Ostraka's program continues with an homage to Jean Baptiste Lully, the Florentine father of the French musical style. Lully melded the moody music of the Louis XIV's early court with the melodious and direct music of his native Italy in a manner that came to emblematize the French style. Ostraka performs passages from two of his theatrical works: the dark and sensuous Logistille from his tragedy Roland, and the joyous Chaconne des Arlequins from his collaboration with Molière on Le Bourgeois Gentilhomme.
After Lully, the program moves on to works by two composers frequently compared with Marin Marais: Louis de Caix d'Hervelois and Antoine Forqueray. Along with Marais, they were among the greatest viol players of their day. Caix's graceful character pieces have come to epitomize the French style, while Forqueray, something of a maverick, set out to forge a more progressive style, one marked by eccentric sequences of chords, a fingering technique more at home on non-fretted instruments, and the quick and asymmetrical bowing technique one might expect of a violinist.
One of Marin Marais' most recognizable and popular works, Les Folies d'Espagne, anchors Ostraka's program. Published just one year after Archangelo Corelli's legendary composition on the same theme, La Folia, Marais' composition seems to beg comparison; and, indeed, Marais' can be viewed as one of the most direct responses to the forces of italianisme to be found in the French Repertory for solo viol.
Ostraka's program moves on to two works for guitar, one by Robert de Visée, named "Guitar Master of the King" in 1719, and another by his Italian teacher Francesco Corbetta, considered the greatest guitar virtuoso of his time. The program concludes with a sonata by Michele Corrette that has come to be viewed as a testament to the final acquiescence of the French baroque style to the Italianate tastes that swept across Europe. Aware of the shifting musical tastes in Paris, Corrette's sonatas are more reminiscent of the cello and violin sonatas of Vivaldi than to the decorous style of Lully promoted in the court of Louis XIV.
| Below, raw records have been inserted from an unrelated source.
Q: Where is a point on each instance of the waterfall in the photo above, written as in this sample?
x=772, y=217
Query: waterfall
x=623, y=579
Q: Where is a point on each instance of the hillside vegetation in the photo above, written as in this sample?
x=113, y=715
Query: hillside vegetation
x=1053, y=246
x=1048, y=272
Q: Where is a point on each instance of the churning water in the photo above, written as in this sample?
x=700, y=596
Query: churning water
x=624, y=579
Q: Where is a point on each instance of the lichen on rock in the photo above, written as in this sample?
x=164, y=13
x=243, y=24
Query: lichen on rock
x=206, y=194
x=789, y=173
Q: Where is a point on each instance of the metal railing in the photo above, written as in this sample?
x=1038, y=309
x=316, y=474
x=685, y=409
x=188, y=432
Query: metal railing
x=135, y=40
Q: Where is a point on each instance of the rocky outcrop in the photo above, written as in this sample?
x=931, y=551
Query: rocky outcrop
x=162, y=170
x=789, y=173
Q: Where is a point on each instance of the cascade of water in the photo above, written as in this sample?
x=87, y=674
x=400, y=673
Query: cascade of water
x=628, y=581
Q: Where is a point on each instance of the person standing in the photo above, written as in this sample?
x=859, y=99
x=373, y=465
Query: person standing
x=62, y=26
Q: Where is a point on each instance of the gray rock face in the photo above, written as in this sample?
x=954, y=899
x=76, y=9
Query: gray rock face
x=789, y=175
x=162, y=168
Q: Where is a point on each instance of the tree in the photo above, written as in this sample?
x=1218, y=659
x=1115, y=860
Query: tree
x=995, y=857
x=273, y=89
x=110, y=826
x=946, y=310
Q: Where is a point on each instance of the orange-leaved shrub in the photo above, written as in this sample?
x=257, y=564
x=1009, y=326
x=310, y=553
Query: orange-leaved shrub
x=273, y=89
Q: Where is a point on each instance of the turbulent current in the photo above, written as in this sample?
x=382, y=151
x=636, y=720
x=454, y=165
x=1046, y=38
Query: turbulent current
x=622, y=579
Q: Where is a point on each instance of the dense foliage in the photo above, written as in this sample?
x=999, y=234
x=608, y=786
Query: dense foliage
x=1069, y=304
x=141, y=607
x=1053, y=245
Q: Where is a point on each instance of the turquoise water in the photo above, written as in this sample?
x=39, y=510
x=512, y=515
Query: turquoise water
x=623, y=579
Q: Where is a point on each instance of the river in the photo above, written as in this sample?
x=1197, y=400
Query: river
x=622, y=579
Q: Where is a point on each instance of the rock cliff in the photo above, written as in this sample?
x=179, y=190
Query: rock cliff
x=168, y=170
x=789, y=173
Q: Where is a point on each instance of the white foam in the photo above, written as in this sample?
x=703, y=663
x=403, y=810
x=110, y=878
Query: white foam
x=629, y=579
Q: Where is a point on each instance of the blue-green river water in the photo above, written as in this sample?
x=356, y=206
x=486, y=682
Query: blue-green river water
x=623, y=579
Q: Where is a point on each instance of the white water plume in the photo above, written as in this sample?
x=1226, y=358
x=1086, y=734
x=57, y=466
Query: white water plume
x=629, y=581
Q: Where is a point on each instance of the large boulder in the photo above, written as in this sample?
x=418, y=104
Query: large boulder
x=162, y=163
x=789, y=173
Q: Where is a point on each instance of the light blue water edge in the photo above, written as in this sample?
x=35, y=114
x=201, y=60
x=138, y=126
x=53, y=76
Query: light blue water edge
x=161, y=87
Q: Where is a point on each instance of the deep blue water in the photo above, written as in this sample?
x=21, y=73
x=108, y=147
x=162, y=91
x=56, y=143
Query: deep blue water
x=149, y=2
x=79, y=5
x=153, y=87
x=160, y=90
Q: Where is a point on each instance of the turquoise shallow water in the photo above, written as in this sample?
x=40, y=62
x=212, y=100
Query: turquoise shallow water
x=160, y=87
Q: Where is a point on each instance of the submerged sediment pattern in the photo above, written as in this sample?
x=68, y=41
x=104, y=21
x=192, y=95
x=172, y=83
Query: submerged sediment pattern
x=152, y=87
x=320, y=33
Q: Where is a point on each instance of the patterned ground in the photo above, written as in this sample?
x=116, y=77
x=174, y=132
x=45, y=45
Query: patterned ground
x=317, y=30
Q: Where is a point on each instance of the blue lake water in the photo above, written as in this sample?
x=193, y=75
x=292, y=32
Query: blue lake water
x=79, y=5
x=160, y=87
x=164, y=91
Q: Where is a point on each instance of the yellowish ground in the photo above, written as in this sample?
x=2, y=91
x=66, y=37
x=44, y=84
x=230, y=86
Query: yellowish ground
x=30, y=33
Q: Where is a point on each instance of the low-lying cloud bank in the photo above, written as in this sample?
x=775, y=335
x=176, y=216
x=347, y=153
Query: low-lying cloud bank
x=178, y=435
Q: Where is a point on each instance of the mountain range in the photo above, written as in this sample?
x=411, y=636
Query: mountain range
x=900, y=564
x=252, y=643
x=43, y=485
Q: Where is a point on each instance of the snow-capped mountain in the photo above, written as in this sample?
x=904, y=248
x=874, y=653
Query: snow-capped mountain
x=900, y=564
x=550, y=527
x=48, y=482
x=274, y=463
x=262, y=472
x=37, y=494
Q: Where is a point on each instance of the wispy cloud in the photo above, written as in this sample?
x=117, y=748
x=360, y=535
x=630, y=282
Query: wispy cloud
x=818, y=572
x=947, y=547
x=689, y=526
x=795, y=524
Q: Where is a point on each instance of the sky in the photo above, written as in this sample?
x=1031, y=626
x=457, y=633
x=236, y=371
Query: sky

When and where to catch Ostraka:
Friday, Oct. 11, 2013 | Palo Alto
8pm @ First Lutheran Church
600 Homer Avenue
Saturday, Oct. 12, 2013 | Berkeley
7:30pm @ St. John's Presbyterian Church
2727 College
Sunday, Oct. 13, 2013 | San Francisco
4pm @ St. Mark's Lutheran Church
1111 O'Farrell
Individual tickets are $35 General/$32 Seniors/$30 SFEMS members.
Subscriptions are $180 for the full 6-concert series ($160 for SFEMS members). Choose 3 concerts for $95 ($84 for SFEMS members).